The reason is that pages with lousy content are marketed as having other, more valuable content. The result is queries like this:
I want information about methods of digital reasoning. What I get is a company profile.
How do I get information for my specific requirement? I have to know how to work around the problems SEO puts in my face every day, over and over again.
This query works on Bing, Google, and Yandex: artificial intelligence decision procedures.
The results do not point to a small company in Tennessee, but to substantive documents from which other, pointed queries can be launched for individuals, industry associations, and methods.
When I read “Semantic Search Strategies That Work,” I became agitated. The notion of “forgetting about content” and “focusing on quality” miss the mark.

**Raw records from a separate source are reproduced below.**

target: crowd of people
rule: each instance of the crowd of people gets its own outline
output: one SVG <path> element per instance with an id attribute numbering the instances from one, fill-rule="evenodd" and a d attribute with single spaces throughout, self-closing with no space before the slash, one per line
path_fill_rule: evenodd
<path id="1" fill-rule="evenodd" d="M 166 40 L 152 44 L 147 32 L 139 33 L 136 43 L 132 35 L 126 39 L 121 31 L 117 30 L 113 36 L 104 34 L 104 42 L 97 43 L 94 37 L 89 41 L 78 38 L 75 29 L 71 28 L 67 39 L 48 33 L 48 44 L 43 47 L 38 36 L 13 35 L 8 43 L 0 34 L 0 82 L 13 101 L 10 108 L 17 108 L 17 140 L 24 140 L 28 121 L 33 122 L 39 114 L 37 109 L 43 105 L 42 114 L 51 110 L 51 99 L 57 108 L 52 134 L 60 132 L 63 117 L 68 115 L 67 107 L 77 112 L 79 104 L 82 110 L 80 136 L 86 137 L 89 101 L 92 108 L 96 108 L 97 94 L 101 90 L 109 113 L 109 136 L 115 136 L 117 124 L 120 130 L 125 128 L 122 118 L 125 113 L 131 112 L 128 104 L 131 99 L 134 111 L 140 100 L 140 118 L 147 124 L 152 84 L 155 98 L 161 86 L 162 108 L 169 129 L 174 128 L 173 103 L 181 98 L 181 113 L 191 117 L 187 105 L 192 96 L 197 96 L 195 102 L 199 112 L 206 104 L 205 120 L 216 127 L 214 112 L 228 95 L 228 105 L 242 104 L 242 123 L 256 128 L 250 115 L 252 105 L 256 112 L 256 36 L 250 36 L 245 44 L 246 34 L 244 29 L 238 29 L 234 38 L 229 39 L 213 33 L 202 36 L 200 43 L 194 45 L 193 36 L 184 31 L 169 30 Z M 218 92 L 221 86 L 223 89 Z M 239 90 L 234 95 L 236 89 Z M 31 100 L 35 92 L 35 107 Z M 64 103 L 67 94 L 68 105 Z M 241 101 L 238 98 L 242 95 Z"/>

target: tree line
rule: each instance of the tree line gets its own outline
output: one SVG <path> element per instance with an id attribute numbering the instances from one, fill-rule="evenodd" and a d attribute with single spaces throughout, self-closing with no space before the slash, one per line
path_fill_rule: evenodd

Telling me to “spend time on engagement” are a collection of unrelated assertions.
The goal of semantics for SEO is to generate traffic. The search systems suck in shaped content and persist in directing people to topics that may have little or nothing to do with the information a person needs to solve his or her problem.
In short, the bastardization of semantics in the name of SEO is ensuring that some users will define the world from the point of view of marketing, not objective information.
What’s the fix?
Here’s the shocker: There is no fix. As individuals abrogate their responsibility to demand high value, on point results, schlock becomes the order of the day.
So much for clear thinking. Semantic strategies that erode relevance do not “work” from my point of view. This type of semantics thickens the cloud of unknowning.